If I were a woman I should always be a little irritated with any story which shows two women in love with the same man. Miss May Sinclair in her new novel does not mind how much she annoys her own sex. She shows us no fever than three women engaged in this competition, and they are sisters. True, there was not much choice for them in their lonely moorland village, which contained a young doctor and no other eligible man. Of this fellow Rowcliffe we are told that "his eyes were liable in repose to become charged with a curious and engaging pathos," an attraction which had broken many hearts before the story opened, and gave to their owner a great sense of confidence in himself. This set me against him at the start, but the three sisters, as I said, were not in a position to be fastidious. Mary's love for him was of the social-domestic kind; Gwenda's was spiritual; Alice's frankly physical. Though alleged to be "as good as gold," Alice, the youngest of The Three Sisters (Hutchinson), was one of those hysterical women who threaten to die or go mad unless they get married—a very unpleasant fact for a young doctor to have to discuss with her sister, and for us to read about. Indeed, if I were to tell in all its incredible crudity the story of the relations of this gently-bred girl with the drunken farmer who, to her knowledge, had previously betrayed her own servant-girl, I think even Miss Sinclair would be revolted. Her exposure of certain secret things which common decency agrees to leave in silence is a treachery to her sex, not excusable on grounds of physiological interest; and I, for one, who was loud in my praise of the fine qualities of her great romance, The Divine Fire, confess to a sense of almost personal sorrow that such high gifts as hers, which still show no trace of decline in craftsmanship, should have suffered so much taint. I sincerely hope that the noble work she is now doing with the Red Cross at the front—where the best wishes of her many friends follow her—may make more clear the claim that is laid upon her to devote her exceptional powers as a writer to the higher issues of life and death; or, at the least, to something cleaner and sweeter than the morbid atmosphere of her present theme.

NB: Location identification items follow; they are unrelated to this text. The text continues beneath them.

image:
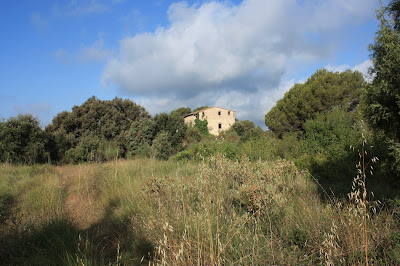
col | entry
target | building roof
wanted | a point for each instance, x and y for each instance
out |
(202, 110)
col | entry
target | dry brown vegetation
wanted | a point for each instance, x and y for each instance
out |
(213, 212)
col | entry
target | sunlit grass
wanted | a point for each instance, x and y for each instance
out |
(215, 211)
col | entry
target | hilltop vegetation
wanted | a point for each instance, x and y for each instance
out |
(109, 184)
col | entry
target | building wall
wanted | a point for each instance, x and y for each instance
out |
(219, 119)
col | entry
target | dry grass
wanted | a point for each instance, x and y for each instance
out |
(216, 212)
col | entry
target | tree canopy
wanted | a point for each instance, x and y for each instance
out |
(94, 128)
(382, 96)
(320, 93)
(22, 141)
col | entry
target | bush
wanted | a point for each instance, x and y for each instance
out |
(161, 147)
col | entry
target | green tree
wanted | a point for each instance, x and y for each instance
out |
(22, 141)
(174, 125)
(161, 146)
(141, 135)
(202, 126)
(320, 93)
(84, 133)
(382, 97)
(247, 130)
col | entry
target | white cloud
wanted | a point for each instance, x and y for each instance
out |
(94, 53)
(236, 56)
(362, 67)
(80, 8)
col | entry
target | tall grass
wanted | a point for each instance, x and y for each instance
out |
(216, 211)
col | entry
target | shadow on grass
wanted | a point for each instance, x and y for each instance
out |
(335, 180)
(60, 242)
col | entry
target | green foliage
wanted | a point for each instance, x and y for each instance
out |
(200, 108)
(326, 143)
(320, 93)
(247, 130)
(174, 125)
(141, 135)
(22, 141)
(382, 97)
(181, 111)
(161, 147)
(82, 134)
(202, 126)
(192, 135)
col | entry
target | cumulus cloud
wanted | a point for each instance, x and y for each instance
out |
(235, 56)
(362, 67)
(94, 53)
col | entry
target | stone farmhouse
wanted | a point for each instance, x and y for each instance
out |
(219, 119)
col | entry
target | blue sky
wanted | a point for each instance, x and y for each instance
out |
(240, 55)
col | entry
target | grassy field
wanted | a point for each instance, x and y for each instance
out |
(213, 212)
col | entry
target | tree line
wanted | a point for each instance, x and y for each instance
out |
(97, 130)
(314, 124)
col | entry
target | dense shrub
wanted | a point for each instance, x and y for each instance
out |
(22, 141)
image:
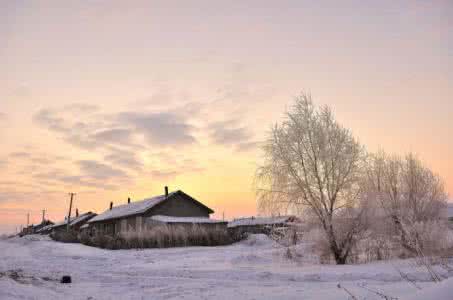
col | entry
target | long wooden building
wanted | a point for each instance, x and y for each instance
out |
(133, 215)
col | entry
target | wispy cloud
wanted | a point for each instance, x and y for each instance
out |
(97, 170)
(160, 128)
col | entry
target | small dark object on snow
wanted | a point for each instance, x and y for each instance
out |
(65, 279)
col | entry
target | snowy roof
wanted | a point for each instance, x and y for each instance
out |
(450, 210)
(193, 220)
(133, 208)
(45, 228)
(260, 221)
(76, 220)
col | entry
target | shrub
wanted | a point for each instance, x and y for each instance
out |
(163, 237)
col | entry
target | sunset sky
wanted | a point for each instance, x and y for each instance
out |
(116, 99)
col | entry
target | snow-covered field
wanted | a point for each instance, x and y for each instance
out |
(31, 267)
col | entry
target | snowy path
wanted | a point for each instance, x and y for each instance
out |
(253, 269)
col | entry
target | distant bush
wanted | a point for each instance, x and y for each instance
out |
(65, 236)
(163, 237)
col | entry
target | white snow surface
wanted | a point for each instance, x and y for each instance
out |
(130, 209)
(258, 221)
(252, 269)
(170, 219)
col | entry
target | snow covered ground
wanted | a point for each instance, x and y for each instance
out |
(31, 267)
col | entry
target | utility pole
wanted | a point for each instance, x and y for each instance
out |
(70, 208)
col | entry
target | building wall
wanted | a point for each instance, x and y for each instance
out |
(176, 206)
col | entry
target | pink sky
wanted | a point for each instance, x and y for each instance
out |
(113, 100)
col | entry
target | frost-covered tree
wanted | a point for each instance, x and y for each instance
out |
(410, 194)
(311, 161)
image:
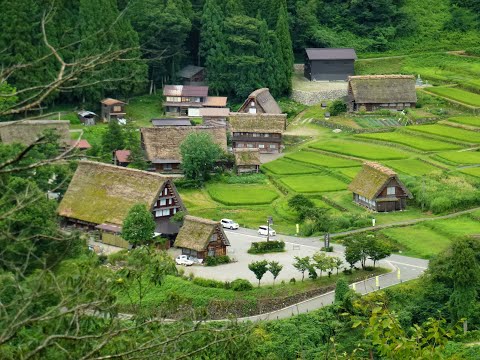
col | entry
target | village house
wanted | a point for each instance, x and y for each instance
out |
(184, 100)
(378, 188)
(376, 92)
(171, 122)
(192, 75)
(257, 131)
(329, 64)
(247, 160)
(112, 109)
(201, 238)
(121, 158)
(162, 144)
(101, 195)
(260, 102)
(28, 131)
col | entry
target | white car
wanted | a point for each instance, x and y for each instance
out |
(263, 230)
(229, 224)
(183, 260)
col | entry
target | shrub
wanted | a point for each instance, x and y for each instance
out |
(264, 247)
(337, 107)
(241, 285)
(208, 283)
(217, 260)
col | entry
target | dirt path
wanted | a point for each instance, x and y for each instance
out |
(403, 223)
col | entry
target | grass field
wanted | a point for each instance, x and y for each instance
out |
(313, 183)
(466, 120)
(315, 158)
(350, 172)
(360, 149)
(457, 94)
(242, 194)
(413, 167)
(472, 171)
(287, 167)
(418, 240)
(449, 132)
(464, 157)
(415, 142)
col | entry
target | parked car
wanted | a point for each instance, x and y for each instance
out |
(183, 260)
(229, 224)
(263, 230)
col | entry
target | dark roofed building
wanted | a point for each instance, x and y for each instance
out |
(103, 194)
(247, 160)
(162, 144)
(171, 122)
(327, 64)
(261, 131)
(201, 238)
(260, 102)
(378, 188)
(374, 92)
(192, 74)
(28, 131)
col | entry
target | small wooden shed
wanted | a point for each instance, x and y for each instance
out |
(378, 188)
(247, 160)
(201, 238)
(112, 109)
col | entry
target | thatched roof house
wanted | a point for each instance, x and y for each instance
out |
(28, 131)
(201, 238)
(103, 194)
(162, 144)
(260, 102)
(372, 92)
(247, 160)
(379, 188)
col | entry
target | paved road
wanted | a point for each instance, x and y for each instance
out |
(403, 269)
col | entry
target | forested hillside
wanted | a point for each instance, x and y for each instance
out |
(244, 45)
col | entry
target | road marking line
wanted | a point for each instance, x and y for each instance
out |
(397, 262)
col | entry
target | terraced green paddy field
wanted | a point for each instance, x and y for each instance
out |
(472, 171)
(313, 183)
(413, 167)
(416, 142)
(242, 194)
(288, 167)
(466, 120)
(456, 94)
(360, 149)
(319, 159)
(461, 158)
(448, 132)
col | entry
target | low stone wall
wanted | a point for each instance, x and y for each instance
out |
(316, 97)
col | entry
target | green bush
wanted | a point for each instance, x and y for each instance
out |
(266, 247)
(208, 283)
(217, 260)
(241, 285)
(337, 107)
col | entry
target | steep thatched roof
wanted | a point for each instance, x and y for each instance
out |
(262, 123)
(247, 157)
(371, 180)
(163, 143)
(383, 89)
(101, 193)
(28, 131)
(195, 233)
(264, 99)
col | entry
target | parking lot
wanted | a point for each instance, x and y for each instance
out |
(240, 243)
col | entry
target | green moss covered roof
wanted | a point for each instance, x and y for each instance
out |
(101, 193)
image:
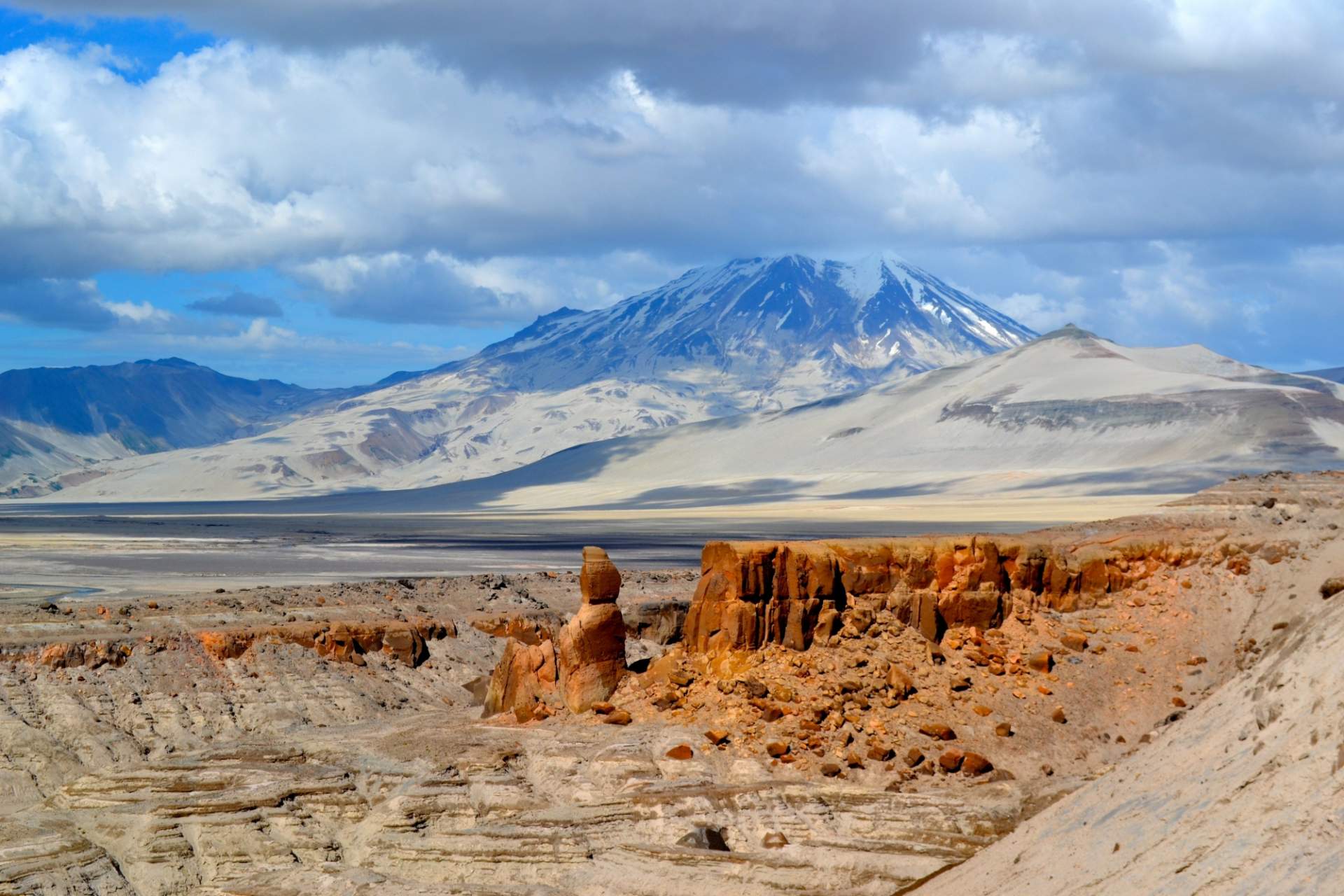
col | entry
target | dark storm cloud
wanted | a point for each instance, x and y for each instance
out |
(238, 304)
(476, 163)
(57, 302)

It has been my private conviction that the most depressing and shuddersome of all natural prospects is the wide expanse of mud and slime to be found at low water in the estuary of a tidal river. Such scenes have always been singularly abhorrent to me. Mr. "Adrian Ross" appears to share this feeling, for out of one of them he has made the novel and very effective setting for his bogie-tale, The Hole of the Pit (Arnold). It is a story of the Civil Wars, though these have less to do with the action than the uncivil and very gruesome war waged between the Lord of Deeping Castle and the Unseen Thing that lived in the Pit. The Pit itself is real joy. It was covered always by the tide, but could be distinguished by a darker shadow on the surface of the sluggish stream, a shadow streaked at times by wavering bands of greyish slime, strangely agitated... There were smells, too, dank, sodden, drowned smells that came in upon the sea mist. Moreover, Deeping Castle I can only describe as an eligible residence for the immortal Fat Boy. It was built right upon the water, within convenient distance, as the auctioneers say, of the Pit; and between the two of them your flesh is made to creep more than you would believe possible. As for the great scene where the Thing finally gets out of the Pit, and comes slobbering and sucking round the castle walls—I cannot hope to convey to you the horror of it. Perhaps you may feel with me that Mr. Ross has been at times a little too confident that the undoubted thrill of his bogie would save it from being unintentionally funny. I confess I did laugh once in the wrong place. But everywhere else I shivered with the fearful joy that only the best in this kind can produce.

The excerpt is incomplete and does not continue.